FDA greenlights first COVID-19 point-of-care test
The U.S. Food and Drug Administration approved a new portable, fast swab test for the coronavirus Friday which can provide results in less than 15 minutes.
The IDNOW test from Abbott (ABT) is the first portable test to be approved, and allows for the existing testing instrument, which is in 18,000 locations around the U.S., to be used at the point-of-care in doctor’s offices, urgent care and hospitals.
It also has the potential to be used at drive-thru tests, according to company officials.
Norman Moore, Abbott’s director of infectious diseases and scientific affairs, told Yahoo Finance that the device can also be used in parking-lot testing facilities already being used by urgent care facilities.
The device weighs 6.6 pounds and tests a swab taken from the nose or throat, using a specific cartridge made by Abbott.
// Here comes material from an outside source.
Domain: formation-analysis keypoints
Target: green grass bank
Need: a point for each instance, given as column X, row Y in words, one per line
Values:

The time for a positive result is 5 minutes, and a negative result will return in 13 minutes.
Abbott is sending 50,000 kits by April 1 and will be able to produce 4 million per month, Moore said.
This same instrument is already used for flu and strep swabs.
Moore said the testing can help frontline health workers who are helping in the U.S. response the outbreak.
‘The more we can test, the better we can isolate those that need to be isolated,” Moore said.
Robert Ford, president and COO of Abbott, said in a statement that this adds a new way for health-care workers to fight the virus.
“With rapid testing on IDNOW, health care providers can perform molecular point-of-care testing outside the traditional four walls of a hospital in outbreak hotspots,” he said.
Testing has been handled primarily by the Centers for Disease Control and Prevention (CDC) testing kit, as well as some commercial labs such as Quest Diagnostic (DGX) and Labcorp (LH)— all of which require mailing swabs to labs for testing. Abbott, along with Thermo Fisher and Roche received emergency use authorization approval for high-throughput diagnostic tests, which can also be done by labs like Quest and Labcorp.
The U.S. currently has the most confirmed cases of coronavirus in the world—surpassing 100,000. The worldwide confirmed case count is now 550,000.